There are Easter-eggs galore in this game, including hidden whistles that allow you to move ahead to a different map. There are even more suits for Mario to wear, including the classic Fire-flower suit, and the Tanooki suit which gives Mario the ability to fly, which helps to find all kinds of random secrets in the sky. The Frog suit is a must-have for the underwater levels.
There is a 2-player mode in the game as well. The second player plays as Luigi, Mario's brother, and the two players alternate to complete the levels. If Mario completes a level, Luigi has the ability to move on to the next level. If Luigi fails to complete that level, Mario is tasked with completing it in order to move on.
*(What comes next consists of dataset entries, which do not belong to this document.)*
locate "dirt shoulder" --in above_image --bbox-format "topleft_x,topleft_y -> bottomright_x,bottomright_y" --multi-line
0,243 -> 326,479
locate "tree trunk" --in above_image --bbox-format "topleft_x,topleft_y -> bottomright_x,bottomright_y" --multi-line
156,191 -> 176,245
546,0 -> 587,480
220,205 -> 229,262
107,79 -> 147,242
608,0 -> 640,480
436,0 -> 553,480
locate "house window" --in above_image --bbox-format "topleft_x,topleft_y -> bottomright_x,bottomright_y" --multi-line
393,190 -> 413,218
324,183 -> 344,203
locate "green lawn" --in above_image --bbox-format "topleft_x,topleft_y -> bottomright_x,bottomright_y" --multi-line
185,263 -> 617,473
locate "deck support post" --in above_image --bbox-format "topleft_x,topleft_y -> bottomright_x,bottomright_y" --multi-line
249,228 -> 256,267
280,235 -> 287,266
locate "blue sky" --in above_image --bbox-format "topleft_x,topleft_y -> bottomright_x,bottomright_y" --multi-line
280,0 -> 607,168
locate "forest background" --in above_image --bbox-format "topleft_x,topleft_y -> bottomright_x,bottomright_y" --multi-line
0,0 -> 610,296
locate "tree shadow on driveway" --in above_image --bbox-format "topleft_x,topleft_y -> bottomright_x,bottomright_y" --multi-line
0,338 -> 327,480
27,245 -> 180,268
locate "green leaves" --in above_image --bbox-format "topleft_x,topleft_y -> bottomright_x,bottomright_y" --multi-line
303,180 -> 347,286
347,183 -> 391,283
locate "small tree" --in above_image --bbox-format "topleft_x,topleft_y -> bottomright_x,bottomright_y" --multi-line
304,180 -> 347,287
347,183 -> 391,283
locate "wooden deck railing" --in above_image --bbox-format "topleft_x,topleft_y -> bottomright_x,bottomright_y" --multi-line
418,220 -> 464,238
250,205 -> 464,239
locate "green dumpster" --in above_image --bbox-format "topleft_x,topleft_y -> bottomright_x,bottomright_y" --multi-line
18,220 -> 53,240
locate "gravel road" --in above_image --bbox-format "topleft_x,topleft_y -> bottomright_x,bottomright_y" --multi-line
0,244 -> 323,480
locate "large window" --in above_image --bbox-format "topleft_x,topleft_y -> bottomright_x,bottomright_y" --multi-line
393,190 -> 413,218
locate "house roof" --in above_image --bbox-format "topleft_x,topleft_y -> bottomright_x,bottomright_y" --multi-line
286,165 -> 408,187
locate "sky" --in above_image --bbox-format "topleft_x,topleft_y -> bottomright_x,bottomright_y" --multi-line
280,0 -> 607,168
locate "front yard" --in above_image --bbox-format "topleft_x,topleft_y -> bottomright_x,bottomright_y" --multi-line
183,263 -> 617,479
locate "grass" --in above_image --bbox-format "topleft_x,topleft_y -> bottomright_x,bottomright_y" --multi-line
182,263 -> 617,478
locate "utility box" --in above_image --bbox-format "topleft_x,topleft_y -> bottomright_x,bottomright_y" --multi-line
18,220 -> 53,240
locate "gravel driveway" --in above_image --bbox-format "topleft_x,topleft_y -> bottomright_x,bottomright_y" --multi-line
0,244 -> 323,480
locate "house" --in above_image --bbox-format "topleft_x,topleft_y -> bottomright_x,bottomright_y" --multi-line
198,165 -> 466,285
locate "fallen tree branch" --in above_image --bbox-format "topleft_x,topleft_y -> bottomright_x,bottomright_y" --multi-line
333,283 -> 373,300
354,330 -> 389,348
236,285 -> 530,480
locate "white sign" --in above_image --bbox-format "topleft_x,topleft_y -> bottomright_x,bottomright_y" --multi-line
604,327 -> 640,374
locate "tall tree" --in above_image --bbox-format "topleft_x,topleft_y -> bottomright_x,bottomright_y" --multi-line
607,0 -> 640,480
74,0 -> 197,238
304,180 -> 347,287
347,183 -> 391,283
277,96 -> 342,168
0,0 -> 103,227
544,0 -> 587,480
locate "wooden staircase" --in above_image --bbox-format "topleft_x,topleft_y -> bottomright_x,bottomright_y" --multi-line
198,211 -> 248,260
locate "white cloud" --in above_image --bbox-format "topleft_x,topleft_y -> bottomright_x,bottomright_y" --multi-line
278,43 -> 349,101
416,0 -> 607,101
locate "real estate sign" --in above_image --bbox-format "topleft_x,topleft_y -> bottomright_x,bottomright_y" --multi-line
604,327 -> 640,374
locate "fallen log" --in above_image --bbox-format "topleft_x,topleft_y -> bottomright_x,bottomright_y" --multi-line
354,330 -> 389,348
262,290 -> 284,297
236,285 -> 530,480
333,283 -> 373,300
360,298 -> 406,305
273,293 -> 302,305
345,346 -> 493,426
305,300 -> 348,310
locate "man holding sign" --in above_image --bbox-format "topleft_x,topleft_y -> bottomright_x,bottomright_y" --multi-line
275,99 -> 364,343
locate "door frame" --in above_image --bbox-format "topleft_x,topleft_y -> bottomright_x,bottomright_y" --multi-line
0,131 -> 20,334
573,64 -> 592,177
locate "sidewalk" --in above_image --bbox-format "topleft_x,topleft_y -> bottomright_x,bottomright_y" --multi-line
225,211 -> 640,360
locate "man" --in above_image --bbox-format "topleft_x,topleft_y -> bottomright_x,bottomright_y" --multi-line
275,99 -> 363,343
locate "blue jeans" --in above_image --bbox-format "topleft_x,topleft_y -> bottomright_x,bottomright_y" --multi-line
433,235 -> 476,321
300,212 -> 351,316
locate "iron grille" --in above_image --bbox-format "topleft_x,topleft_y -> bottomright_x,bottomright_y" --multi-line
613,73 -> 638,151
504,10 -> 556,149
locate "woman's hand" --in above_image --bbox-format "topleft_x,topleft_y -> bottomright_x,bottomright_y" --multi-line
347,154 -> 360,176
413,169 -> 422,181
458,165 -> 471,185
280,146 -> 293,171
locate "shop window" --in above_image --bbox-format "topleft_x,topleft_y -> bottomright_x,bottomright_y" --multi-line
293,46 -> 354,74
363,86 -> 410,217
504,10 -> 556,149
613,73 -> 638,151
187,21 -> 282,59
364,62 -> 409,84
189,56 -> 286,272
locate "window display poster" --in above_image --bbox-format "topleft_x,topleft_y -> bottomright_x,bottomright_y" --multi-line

The graphics are really good, considering the era that the game came out. It is certainly a step-up from Super Mario Bros. "2," and it gives me a feeling of nostalgia to see it, whether I am playing or someone else is. The music in the game is also very fun, and gives emotions where needed.
If you have not given this game a play through, you are seriously missing out on a really good, classic game. If you have played it, a replay is a must.